それでも心のどこかで今この瞬間に遙斗に会いたいと思っていた。


先日と同じ場所で待っていると、遙斗の車が現れた。

「あの、これ…長い間すみませんでした。」

茉白は車に乗るとすぐ、ハンカチを返した。

「こんなの口実だから、別に返さなくてもいいんだけどね。」

「え…?」

「まぁいいや。ハンカチのお返しってことで、今日は俺の行きたい店に付き合ってもらおうかな。」

「で、でもこんな格好なので…それにあんまり高いお店はご馳走できそうにないです…」

茉白が恐縮して言うと、遙斗は笑った。

「たまには何も言わずに格好つけさせてよ。」


そう言って車を走らせた遙斗がまず向かったのは、シャルドン系列のアパレルショップだった。

「え…!?」

(ここって、シャルドンの高級ラインのお店…)

戸惑う茉白を無視して遙斗が店の前に立つとドアが開いた。思わぬ遙斗の来店に店員も一瞬驚いたような表情を見せたが、プロらしくすぐに笑顔になった。

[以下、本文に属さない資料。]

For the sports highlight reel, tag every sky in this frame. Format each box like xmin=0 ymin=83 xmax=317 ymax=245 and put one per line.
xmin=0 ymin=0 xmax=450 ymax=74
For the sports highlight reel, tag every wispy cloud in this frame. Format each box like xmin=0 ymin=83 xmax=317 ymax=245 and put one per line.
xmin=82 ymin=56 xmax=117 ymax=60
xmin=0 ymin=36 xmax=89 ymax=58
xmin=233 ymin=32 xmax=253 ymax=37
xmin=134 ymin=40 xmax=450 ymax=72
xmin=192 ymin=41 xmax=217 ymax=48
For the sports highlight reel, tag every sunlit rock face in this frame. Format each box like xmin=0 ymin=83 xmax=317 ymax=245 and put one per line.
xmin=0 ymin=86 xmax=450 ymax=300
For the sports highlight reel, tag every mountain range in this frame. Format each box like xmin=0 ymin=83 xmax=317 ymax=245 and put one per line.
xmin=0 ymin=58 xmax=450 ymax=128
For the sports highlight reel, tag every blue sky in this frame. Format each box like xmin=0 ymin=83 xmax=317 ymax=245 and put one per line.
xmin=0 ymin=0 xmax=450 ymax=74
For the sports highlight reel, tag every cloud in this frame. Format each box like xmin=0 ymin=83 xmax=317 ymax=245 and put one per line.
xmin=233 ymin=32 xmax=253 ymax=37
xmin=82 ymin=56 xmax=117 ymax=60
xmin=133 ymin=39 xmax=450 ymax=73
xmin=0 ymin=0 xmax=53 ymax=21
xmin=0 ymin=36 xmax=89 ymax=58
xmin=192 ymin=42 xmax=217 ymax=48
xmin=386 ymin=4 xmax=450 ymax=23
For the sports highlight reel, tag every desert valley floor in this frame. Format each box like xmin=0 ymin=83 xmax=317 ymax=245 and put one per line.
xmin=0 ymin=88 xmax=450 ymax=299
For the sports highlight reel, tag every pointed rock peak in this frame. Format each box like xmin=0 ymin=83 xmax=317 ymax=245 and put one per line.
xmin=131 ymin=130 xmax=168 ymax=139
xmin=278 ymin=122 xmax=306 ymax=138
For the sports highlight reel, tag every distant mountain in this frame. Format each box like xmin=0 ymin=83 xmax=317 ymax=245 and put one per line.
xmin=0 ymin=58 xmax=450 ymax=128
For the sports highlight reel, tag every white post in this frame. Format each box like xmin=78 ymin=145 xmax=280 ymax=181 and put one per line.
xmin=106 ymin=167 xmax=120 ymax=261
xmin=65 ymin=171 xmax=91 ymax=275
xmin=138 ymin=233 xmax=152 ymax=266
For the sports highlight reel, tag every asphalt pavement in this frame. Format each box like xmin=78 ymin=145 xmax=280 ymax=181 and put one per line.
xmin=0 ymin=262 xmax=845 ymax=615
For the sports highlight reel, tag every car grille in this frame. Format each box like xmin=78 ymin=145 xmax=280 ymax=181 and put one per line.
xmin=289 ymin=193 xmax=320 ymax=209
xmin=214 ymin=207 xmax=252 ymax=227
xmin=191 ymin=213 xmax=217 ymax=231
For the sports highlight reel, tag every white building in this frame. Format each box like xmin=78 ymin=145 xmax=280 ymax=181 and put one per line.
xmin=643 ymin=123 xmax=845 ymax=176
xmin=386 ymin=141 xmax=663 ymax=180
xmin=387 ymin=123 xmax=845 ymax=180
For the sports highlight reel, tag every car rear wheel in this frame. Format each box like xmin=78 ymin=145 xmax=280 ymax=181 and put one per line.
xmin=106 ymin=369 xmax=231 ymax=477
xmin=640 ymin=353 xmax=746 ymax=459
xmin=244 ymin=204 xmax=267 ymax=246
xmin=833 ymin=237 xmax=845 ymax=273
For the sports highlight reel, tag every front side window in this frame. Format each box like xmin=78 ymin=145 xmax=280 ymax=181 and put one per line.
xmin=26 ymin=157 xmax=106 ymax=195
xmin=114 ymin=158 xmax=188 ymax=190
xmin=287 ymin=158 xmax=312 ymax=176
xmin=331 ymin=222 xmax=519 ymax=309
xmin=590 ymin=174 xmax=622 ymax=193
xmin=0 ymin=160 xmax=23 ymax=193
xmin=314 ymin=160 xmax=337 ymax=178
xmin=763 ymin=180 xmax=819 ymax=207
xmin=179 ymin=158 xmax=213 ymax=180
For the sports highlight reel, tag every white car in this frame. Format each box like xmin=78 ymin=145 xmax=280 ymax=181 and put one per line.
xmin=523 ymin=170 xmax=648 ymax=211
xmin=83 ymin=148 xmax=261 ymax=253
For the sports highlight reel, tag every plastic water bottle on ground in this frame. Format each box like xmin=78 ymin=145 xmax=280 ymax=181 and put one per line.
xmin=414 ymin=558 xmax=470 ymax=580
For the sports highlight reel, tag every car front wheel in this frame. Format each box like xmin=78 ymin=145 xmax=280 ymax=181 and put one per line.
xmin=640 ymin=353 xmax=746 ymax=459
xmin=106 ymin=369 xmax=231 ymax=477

店内は明るい照明に、華やかなものからシックなものまで高級そうな服が並んでいる。外の暗さとの対比で、どこか幻想的だ。

「彼女に似合う服、一式選んでもらえる?そのまま着てくからついでにメイクも服に合わせてしてあげて。」

(え…)(え…?)(え…!)

この店の店長らしき女性を中心に、ワンピース、靴、アクセサリー、そして小さなバッグまで一式があっという間にコーディネートされ、メイクだけでなくヘアメイクまで施された。

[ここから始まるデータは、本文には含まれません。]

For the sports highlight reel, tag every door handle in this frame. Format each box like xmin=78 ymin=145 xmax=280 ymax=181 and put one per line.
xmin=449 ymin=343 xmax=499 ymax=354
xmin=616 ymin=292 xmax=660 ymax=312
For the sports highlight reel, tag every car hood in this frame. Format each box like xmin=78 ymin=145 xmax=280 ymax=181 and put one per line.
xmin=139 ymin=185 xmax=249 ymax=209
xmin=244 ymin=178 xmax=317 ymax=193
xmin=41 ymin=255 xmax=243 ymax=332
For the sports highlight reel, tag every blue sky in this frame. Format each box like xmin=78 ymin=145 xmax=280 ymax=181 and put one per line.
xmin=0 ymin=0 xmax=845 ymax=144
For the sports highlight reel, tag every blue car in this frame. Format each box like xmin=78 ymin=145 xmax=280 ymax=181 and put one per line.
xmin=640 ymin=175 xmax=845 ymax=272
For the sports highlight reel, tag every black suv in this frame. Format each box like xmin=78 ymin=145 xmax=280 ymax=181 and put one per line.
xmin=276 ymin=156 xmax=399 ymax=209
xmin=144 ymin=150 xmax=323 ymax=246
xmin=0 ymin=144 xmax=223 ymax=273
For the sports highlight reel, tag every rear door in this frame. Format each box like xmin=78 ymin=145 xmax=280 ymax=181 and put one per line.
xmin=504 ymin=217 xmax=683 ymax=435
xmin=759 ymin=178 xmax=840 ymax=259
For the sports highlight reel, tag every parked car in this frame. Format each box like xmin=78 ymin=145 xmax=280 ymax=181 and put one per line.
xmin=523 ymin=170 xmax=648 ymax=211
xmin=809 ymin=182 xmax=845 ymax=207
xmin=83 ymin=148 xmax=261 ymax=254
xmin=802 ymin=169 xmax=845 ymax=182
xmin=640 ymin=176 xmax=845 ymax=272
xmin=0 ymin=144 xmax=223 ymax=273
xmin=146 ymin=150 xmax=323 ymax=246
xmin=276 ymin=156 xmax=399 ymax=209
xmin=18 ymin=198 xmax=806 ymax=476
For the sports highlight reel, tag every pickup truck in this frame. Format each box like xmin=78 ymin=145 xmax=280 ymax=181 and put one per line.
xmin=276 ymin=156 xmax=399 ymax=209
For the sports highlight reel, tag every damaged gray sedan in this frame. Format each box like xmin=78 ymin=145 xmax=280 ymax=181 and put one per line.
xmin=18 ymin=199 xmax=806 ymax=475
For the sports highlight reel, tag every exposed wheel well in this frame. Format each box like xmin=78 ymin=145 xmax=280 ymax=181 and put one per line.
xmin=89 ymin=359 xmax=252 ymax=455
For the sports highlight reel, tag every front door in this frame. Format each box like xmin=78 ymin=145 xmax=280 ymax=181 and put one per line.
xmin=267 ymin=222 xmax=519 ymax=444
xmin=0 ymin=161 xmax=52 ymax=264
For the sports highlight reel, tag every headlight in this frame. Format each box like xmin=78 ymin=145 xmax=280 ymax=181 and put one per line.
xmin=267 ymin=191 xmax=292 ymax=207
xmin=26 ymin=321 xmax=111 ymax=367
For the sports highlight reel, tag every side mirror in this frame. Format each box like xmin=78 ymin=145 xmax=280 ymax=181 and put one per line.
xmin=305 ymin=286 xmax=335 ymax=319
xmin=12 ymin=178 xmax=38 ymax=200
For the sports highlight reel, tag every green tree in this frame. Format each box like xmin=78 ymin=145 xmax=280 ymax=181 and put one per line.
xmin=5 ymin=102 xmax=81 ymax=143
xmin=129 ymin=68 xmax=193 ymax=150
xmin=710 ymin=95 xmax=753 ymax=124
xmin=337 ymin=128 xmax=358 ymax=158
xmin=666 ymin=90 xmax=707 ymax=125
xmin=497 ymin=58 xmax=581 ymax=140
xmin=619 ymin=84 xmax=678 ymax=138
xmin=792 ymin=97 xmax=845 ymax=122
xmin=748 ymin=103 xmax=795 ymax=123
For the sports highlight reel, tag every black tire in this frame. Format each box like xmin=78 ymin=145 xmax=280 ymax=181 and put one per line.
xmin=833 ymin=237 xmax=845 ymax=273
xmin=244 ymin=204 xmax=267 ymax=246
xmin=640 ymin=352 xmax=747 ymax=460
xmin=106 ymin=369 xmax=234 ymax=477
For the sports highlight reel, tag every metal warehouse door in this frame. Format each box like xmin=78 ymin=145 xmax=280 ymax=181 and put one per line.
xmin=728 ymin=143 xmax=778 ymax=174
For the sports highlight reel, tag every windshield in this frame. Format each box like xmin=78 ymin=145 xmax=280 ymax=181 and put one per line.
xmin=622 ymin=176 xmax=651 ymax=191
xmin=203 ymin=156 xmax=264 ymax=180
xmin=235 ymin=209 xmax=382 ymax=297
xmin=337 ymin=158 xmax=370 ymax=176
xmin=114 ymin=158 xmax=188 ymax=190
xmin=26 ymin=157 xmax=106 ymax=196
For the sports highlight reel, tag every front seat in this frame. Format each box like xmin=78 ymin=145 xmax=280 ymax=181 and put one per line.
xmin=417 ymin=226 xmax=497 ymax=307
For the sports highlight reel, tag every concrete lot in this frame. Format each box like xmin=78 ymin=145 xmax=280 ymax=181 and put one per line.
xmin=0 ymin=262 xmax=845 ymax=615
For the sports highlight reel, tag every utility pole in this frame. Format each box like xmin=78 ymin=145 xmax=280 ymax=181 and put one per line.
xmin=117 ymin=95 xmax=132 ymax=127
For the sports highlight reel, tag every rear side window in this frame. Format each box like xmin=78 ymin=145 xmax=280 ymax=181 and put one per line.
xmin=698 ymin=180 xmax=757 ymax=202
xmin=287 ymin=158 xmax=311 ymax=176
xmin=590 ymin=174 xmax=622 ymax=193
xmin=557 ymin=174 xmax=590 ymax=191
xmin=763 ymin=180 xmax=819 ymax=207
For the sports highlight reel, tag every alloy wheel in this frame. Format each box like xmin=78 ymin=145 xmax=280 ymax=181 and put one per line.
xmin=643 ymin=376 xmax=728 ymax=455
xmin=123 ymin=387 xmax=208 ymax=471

茉白が着せられたアイスブルーのAラインのワンピースは、上見頃がレースのレイヤードになっていて大人っぽさと可愛らしさの両方を感じるデザインだ。生地の質感から茉白でも上質なものだとわかる。

「…あの…これは一体…」

茉白は状況を飲み込めない。

「いいね。真嶋さんはブルー系が似合うよね。」

変身したかのように変わった茉白を見た遙斗が満足気に言うと、茉白は頬を赤らめた。

「じゃあ行こうか。」

「え、あのお金…」

「いや、うちの店だし。」

答えになっていないような答えで茉白を黙らせると、遙斗は茉白を車にエスコートした。


遙斗が次に訪れたのは高級フレンチレストランだった。

茉白は本来遙斗が来るべき店だ、と妙に納得したが自分自身には不釣り合いだとも思った。

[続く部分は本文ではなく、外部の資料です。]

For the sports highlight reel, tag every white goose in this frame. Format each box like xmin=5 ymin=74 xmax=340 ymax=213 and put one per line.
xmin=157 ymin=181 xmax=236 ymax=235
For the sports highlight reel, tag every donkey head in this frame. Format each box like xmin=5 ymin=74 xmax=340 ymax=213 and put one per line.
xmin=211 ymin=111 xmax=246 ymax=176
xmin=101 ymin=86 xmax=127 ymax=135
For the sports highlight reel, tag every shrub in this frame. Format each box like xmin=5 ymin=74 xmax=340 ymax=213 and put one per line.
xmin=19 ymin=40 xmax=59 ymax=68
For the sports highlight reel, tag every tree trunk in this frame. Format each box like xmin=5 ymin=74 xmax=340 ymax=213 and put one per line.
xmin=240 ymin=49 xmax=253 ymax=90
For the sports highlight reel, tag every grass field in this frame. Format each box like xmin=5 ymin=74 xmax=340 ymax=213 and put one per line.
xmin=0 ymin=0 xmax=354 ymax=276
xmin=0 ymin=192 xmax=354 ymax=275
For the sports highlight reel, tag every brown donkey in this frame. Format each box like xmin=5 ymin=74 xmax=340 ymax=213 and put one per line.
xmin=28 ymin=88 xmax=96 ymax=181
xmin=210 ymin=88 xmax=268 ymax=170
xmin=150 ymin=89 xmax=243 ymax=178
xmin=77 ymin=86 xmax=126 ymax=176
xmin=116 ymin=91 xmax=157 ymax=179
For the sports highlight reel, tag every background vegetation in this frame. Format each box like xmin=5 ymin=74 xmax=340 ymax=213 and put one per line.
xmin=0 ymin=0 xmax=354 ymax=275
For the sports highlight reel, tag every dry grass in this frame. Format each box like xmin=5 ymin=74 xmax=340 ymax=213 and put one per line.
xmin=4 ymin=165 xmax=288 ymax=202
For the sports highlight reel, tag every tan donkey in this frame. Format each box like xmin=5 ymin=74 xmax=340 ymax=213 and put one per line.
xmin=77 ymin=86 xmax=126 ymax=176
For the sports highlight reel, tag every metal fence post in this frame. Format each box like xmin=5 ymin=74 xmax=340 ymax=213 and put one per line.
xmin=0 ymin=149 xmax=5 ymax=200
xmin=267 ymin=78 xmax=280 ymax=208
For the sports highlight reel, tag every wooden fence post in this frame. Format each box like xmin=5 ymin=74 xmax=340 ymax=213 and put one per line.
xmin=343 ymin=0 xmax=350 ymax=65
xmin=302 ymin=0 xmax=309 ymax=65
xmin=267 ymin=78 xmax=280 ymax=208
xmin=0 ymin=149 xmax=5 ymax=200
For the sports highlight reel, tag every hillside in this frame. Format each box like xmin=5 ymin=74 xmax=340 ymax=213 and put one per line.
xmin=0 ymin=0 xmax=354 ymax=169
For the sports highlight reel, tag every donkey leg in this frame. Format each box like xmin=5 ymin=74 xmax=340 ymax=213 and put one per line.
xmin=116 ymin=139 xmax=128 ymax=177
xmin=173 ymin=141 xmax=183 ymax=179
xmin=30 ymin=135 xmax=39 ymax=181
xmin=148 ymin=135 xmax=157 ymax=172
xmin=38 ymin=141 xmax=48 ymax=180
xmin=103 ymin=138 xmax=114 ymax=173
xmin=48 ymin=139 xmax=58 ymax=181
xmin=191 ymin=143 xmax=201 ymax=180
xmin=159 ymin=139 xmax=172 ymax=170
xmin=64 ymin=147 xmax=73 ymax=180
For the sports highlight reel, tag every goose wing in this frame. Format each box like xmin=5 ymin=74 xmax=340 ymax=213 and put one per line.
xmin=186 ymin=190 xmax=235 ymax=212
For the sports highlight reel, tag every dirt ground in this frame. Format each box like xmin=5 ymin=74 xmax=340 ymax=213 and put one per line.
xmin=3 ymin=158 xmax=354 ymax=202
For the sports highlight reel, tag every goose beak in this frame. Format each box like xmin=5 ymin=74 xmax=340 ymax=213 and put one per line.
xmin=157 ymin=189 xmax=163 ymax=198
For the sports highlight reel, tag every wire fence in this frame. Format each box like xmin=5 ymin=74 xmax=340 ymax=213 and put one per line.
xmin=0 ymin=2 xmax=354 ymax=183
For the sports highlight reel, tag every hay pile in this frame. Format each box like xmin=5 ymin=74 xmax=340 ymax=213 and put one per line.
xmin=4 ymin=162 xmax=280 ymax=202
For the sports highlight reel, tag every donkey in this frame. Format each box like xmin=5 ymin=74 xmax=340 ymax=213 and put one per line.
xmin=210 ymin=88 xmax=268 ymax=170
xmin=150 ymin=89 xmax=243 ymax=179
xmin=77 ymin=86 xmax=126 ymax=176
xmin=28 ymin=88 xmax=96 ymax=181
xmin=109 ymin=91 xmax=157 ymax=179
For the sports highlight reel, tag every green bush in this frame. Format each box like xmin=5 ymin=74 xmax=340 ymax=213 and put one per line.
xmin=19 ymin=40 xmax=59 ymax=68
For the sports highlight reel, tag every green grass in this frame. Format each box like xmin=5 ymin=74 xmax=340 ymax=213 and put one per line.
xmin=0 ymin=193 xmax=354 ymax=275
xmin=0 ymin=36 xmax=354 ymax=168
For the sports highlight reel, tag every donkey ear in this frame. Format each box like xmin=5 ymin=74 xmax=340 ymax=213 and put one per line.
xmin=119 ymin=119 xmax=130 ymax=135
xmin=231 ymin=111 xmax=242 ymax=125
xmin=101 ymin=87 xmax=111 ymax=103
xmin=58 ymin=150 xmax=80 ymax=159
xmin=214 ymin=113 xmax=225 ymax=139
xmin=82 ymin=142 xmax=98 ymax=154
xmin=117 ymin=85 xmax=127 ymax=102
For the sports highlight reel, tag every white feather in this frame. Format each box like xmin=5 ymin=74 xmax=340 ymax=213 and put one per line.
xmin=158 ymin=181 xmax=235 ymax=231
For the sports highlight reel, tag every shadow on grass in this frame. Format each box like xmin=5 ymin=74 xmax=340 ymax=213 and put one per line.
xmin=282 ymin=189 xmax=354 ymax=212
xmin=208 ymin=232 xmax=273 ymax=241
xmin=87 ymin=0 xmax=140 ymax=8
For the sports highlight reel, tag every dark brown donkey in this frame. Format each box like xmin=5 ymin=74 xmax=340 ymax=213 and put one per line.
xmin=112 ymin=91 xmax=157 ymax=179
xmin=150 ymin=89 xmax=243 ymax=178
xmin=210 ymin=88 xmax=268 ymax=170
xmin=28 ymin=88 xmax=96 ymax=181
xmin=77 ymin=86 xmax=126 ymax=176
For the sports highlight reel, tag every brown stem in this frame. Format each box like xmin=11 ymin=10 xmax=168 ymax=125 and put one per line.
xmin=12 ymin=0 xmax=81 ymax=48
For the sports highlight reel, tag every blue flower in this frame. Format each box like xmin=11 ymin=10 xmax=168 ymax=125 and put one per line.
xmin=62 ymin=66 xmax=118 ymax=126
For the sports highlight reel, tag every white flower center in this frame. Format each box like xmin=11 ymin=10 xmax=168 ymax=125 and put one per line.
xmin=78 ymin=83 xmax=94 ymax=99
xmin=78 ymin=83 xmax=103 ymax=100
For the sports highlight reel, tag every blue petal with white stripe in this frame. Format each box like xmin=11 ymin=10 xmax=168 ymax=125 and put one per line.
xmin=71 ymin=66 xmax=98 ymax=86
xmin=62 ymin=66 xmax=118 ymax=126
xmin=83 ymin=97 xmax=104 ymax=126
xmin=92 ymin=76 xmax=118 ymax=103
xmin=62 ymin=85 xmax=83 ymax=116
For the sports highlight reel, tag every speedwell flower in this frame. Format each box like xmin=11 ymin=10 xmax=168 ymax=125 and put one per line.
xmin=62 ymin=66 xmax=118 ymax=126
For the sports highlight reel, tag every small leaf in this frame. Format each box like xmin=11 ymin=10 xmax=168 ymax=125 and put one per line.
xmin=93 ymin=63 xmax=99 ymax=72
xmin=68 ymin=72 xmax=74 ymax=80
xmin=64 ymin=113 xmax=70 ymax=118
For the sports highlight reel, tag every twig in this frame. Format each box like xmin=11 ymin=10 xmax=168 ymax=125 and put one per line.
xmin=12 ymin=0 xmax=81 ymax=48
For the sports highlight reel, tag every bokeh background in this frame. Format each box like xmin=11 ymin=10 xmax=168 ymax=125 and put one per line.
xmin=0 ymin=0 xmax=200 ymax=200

「雪村専務…あの、もう少しなんていうかカジュアルなお店の方が…」

「席は個室だし、ドレスコードにも合ってるからそんなに緊張しなくて大丈夫だよ。」

茉白を落ち着かせるように、遙斗は微笑んで言った。

個室に通されると、飲み物も料理も茉白の好みに合わせて遙斗がオーダーした。

「…今日も米良さんはいらっしゃらないんですね。」

居酒屋とは比べ物にならないくらい緊張してしまい、無難な話題をさがす。

「新婚旅行に行ってる。」

「そういえばこの前お会いしたときに、もうすぐ行くって言ってました。」

「米良がいた方が良かった?」

「い、いえ…そういうわけでは…」

「じゃあ二人きりの方が良い?」

遙斗がイタズラっぽく笑って聞いた。

「え!?えっと…」

「俺は二人きりが良いよ。」

遙斗が急に落ち着いた声で言うので、茉白の心臓のリズムが早くなる。

(………)


「電話のときからなんか元気ないけど。」

「…………はい。ちょっと仕事がうまくいってなくて…」

いつもなら相手に心配させまいと否定する茉白だが、今回は素直に頷いた。

「会社を守るって、難しいですね…」

茉白はそれだけ言って困り顔で笑った。